Aber macht dieses Leben auch krank? Wie lautet dann der dazu passende Therapieplan in den Firmen? Und wer braucht so etwas eigentlich am dringendsten: die Firma oder die Mitarbeiter?

Warum nicht Selbstheilung?

Wurde das Private von der Arbeit verschluckt, so weiß man zumindest, wo man zu suchen hat. Christa Stienen steckt ihre Privatsphäre einfach ein, damit sie infolge der Arbeit nicht verschwindet. Sie besitzt zwei Telefone: ein privates und ein dienstliches. Letzteres bleibt am Wochenende ausgeschaltet. Work-Life-Balance kann mitunter trivial sein.

Stienen beantwortete lange Zeit auch nachts oder am Sonntag beflissen die E-Mails der Mitarbeiter. So lange, bis sie keinen Sinn mehr darin erkennen konnte, weil "allzu vieles weder dringend noch wichtig war". Also kaufte sie sich ein zweites Telefon. Sie trennte Arbeit und Feierabend wie die Woche vom Wochenende. "Man muss sich Grenzen setzen", sagt sie. Das, so glaubt sie, können auch die Mitarbeiter. "Und das heißt ja nicht, dass ich nicht sofort da bin, wenn es im Unternehmen wirklich brennt."

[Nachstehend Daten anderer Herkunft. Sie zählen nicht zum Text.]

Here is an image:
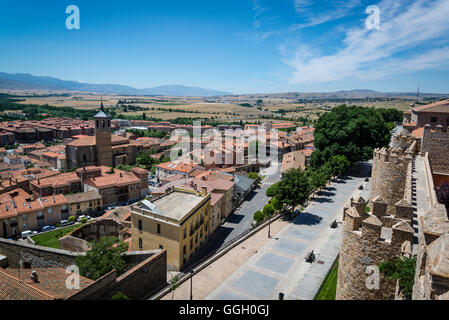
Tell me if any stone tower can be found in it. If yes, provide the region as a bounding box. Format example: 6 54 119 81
94 101 112 167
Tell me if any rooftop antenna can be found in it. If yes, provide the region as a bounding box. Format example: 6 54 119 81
416 82 419 102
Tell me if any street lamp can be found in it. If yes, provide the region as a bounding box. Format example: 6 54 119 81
190 270 193 300
268 216 271 238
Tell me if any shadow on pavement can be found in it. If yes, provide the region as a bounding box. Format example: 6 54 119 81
291 212 323 226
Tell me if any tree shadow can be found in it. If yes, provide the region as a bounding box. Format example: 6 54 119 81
291 212 323 226
317 190 335 197
313 197 335 203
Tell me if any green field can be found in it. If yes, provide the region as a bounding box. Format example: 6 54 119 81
315 258 338 300
31 225 80 249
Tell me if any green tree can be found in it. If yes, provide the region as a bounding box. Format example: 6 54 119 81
379 256 416 299
311 105 391 168
262 203 276 217
75 237 128 280
327 155 351 175
267 169 311 208
254 211 265 222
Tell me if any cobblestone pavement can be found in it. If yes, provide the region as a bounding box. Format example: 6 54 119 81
207 172 367 300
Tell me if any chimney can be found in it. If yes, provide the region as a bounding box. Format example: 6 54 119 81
30 270 39 283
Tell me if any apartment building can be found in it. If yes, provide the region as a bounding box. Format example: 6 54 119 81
81 166 148 205
65 190 103 218
131 187 211 270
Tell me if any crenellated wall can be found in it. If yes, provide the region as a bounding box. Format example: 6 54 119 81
369 148 413 214
336 197 413 300
421 124 449 173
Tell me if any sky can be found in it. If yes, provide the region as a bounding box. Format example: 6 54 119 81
0 0 449 94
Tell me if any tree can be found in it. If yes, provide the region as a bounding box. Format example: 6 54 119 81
327 155 351 176
262 203 275 217
379 256 416 299
254 211 265 222
270 197 284 211
311 105 391 168
75 237 128 280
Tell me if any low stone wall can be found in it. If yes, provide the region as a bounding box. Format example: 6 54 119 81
0 238 79 268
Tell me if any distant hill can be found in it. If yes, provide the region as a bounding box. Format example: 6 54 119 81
0 72 231 96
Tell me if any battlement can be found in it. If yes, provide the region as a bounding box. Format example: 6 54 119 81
343 196 413 246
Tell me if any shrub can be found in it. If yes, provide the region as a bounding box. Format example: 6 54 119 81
254 211 265 222
379 256 416 299
262 203 275 217
111 291 129 300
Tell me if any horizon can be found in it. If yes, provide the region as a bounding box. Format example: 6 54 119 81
0 0 449 95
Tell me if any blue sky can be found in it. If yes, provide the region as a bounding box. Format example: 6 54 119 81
0 0 449 93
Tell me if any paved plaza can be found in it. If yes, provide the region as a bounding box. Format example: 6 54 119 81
207 172 369 300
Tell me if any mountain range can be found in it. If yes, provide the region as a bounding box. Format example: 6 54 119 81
0 72 231 97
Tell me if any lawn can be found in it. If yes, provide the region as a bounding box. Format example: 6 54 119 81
31 225 80 249
315 258 338 300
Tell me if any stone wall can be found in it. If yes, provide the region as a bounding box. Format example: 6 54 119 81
421 124 449 173
412 155 449 300
68 250 167 300
369 148 413 214
336 198 413 300
0 238 78 268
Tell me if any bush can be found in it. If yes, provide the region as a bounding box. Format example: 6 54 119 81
111 291 129 300
254 211 265 222
379 256 416 299
248 172 259 180
262 203 275 217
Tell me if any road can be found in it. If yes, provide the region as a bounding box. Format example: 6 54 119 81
179 165 280 268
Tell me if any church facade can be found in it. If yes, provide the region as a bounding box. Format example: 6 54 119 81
66 103 137 169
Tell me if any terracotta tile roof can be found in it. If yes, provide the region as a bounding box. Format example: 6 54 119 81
84 167 140 188
65 190 102 203
157 161 198 173
413 99 449 113
31 172 81 188
0 269 54 300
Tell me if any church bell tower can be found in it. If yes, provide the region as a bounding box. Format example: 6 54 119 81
94 101 112 167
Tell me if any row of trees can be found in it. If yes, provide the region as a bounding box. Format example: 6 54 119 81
311 105 402 168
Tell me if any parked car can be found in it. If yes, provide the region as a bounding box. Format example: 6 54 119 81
61 220 75 227
41 226 55 232
20 230 33 239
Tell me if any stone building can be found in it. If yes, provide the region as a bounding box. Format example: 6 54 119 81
66 103 137 169
336 106 449 300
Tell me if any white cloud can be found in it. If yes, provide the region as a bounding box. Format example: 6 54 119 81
284 0 449 83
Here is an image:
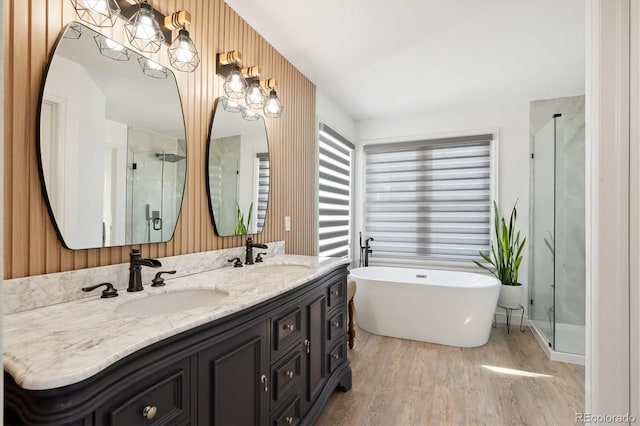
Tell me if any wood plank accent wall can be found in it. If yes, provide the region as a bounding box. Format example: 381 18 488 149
4 0 317 279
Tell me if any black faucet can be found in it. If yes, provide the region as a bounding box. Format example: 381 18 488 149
359 232 375 266
244 237 269 265
364 237 374 266
127 249 162 291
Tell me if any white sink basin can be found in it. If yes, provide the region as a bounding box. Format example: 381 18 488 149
115 289 229 316
252 263 311 274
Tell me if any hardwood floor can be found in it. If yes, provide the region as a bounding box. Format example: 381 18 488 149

Sie verantwortet für ein internationales Pharmaunternehmen das Personalmanagement in Europa. Die Firma profitiert in gewisser Hinsicht von der allerorts verschluckten Privatsphäre, weswegen schließlich viele Menschen deren Blutdrucksenker zum morgendlichen Kaffee einnehmen.

Stienens Arbeitgeber hat ein Work-Life-Balance-Programm eingeführt. "Die Mitarbeiter wollen das. Schon bei Einstellungsgesprächen wird gezielt danach gefragt", sagt sie und zählt Aktivitäten wie Yoga, Spinning oder Laufen auf. "Und Massage haben wir auch." Hat man aber auch ein Problem?

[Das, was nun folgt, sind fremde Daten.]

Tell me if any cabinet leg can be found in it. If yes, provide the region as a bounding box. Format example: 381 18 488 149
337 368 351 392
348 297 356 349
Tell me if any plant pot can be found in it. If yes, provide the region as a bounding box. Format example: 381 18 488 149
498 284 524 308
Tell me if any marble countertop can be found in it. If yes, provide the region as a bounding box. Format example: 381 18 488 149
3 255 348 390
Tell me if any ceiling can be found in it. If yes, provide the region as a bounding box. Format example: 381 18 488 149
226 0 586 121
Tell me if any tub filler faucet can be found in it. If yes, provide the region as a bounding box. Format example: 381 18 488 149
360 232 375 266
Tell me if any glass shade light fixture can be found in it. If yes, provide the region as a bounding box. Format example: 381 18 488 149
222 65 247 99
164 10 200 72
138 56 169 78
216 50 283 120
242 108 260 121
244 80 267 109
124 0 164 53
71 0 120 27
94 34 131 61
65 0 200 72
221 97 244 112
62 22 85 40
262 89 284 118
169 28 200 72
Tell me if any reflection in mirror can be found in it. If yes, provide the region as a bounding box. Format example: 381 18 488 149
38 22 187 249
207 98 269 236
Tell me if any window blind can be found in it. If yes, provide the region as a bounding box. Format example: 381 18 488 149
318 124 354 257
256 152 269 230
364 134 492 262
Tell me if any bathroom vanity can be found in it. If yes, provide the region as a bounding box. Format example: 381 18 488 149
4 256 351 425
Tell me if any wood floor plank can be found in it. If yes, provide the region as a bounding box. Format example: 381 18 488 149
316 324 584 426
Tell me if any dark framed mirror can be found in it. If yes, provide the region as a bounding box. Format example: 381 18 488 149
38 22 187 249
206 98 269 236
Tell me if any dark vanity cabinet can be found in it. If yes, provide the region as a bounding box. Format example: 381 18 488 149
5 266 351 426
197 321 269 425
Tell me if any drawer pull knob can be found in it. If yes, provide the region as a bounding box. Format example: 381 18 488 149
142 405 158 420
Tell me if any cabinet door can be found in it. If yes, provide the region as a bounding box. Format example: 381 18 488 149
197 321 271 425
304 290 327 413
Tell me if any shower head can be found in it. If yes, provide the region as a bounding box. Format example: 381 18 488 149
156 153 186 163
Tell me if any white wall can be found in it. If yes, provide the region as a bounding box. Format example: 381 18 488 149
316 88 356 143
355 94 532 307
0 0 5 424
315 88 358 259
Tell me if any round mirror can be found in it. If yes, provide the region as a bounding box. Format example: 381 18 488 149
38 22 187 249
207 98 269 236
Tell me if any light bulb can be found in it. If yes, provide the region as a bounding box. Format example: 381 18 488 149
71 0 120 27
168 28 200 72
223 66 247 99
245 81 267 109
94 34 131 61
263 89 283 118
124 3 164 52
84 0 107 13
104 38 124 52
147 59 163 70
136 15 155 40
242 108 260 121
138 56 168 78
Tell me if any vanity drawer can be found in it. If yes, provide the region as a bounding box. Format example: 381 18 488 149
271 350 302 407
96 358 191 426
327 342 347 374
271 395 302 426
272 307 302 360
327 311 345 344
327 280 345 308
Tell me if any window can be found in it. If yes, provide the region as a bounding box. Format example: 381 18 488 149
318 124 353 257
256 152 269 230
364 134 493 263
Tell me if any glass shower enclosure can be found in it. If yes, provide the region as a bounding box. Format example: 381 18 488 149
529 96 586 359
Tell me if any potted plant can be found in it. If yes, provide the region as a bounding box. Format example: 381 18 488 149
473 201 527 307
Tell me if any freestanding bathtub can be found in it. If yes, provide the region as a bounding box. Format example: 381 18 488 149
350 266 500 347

Nach Meinung von Stienen eigentlich nicht. Work-Life-Balance ist in ihren Augen ein Führungsthema und das einer gewissen Selbstkontrolle. Die Welt sei nun mal bunter geworden, da müsse man eben neue Strategien der Abgrenzung erlernen.

Wie aber macht man das? "Unsere Mitarbeiter wissen, dass, auch wenn der Vorgesetzte seine E-Mails gern am Wochenende abarbeitet, sie die erst am Montag zu beantworten brauchen." Überdies helfe die moderne Technik. So könne sie am Wochenende E-Mails verschicken, die ihre Mitarbeiter erst am Montag erreichen. Worauf sie bestehe, sei die Einhaltung des Jahresurlaubs, auch wenn sie Angestellte, "die sich für unabkömmlich halten", mitunter zur Auszeit drängen muss. Arbeiten und leben lassen - das habe man intern im Griff. Die Therapie: Unterstützung und Anregung der Selbstheilungskräfte der Mitarbeiter.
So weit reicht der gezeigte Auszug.